James from Unreel Fishing Charters has been making the most of these autumn snapper, with plenty of happy customers getting into some fish. The fish have been spread from around Mount Eliza up to Black Rock and Sandringham, in depths of 10m out to 16m. Midday bites and calm weather have been common this autumn.


You win some you lose some! James ended up losing a heap of line on a big snapper just this morning, with his Okuma Alaris looking worse for wear. Not long after a lovely snapper of 6.5kg was boated, with around some nice fish caught in 11m of water out from Brighton.


The numbers of school snapper or pinkies have been very good around the bay, especially up the top end from Brighton to Mordi. The reef complex along Black Rock has been holding large numbers of fish to 50cm, with the average size around 35cm. Customer Ange and mates fished in 7m of water straight out from 'The clock tower' to land a nice haul of table sized pinkies on fresh squid. Customer John also landed some nice pinkies to 45cm on pilchards in the same area in 7.5m of water recently.

 


The recent rain has really kicked the local estuaries into gear around Melbourne. The freshwater influx has dirtied up a lot of the rivers and creeks and washed food to kick the food chain along. 

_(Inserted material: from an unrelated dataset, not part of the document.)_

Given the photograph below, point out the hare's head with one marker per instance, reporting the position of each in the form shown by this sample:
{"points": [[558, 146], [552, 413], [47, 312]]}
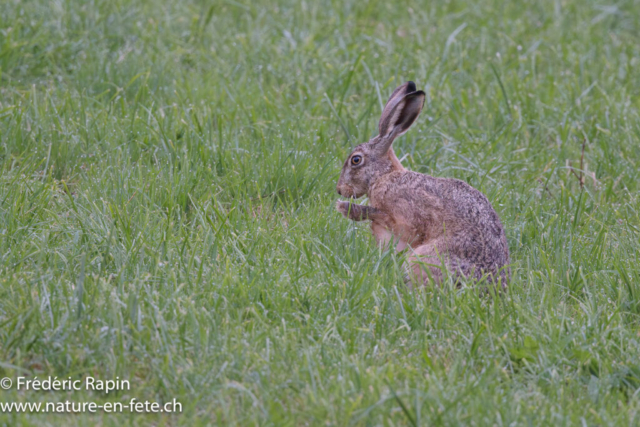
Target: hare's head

Customer Tinh has found that the bream have been feeding up heavily during rougher weather and rain.Tinh has been fishing some of the piers like Frankston and Mordialloc where the bream have feed foraging around the pylons. He has also found that freshwater yabbies have been the most successful bait for him, especially when fished on a Gamakatsu 'C10U' hook.


Around Patterson river things have started heating up. Customer Tony has found that the bream have been more active since the rain, with the fish less finicky and more inclined to bite on a variety of baits. The best baits have still been small freshwater yabbies, with Tony's last session getting him 4 very nice fish from about 8am onward. Tony also mentioned that the main river was very dirty but a bit cleaner inside the canal system. 

With all the rain that has made it's way into the local estuaries, many keen anglers are thinking one thing; Mulloway. The Autumn rainfall can see these fish pop up from seemingly nowhere and go on the chew, but it is really the concentrations of mullet schools that these fish follow. The increase of freshwater in the estuaries can condense the baitfish and give the mulloway an easy feed.

Customer Peter reports of some activity around the local mulloway haunts, with this 110cm fish caught just a few days ago. Peter has been after a metre mulloway for some time, and was stoked with this fish, which was released. The fish took freshly caught Mornington squid.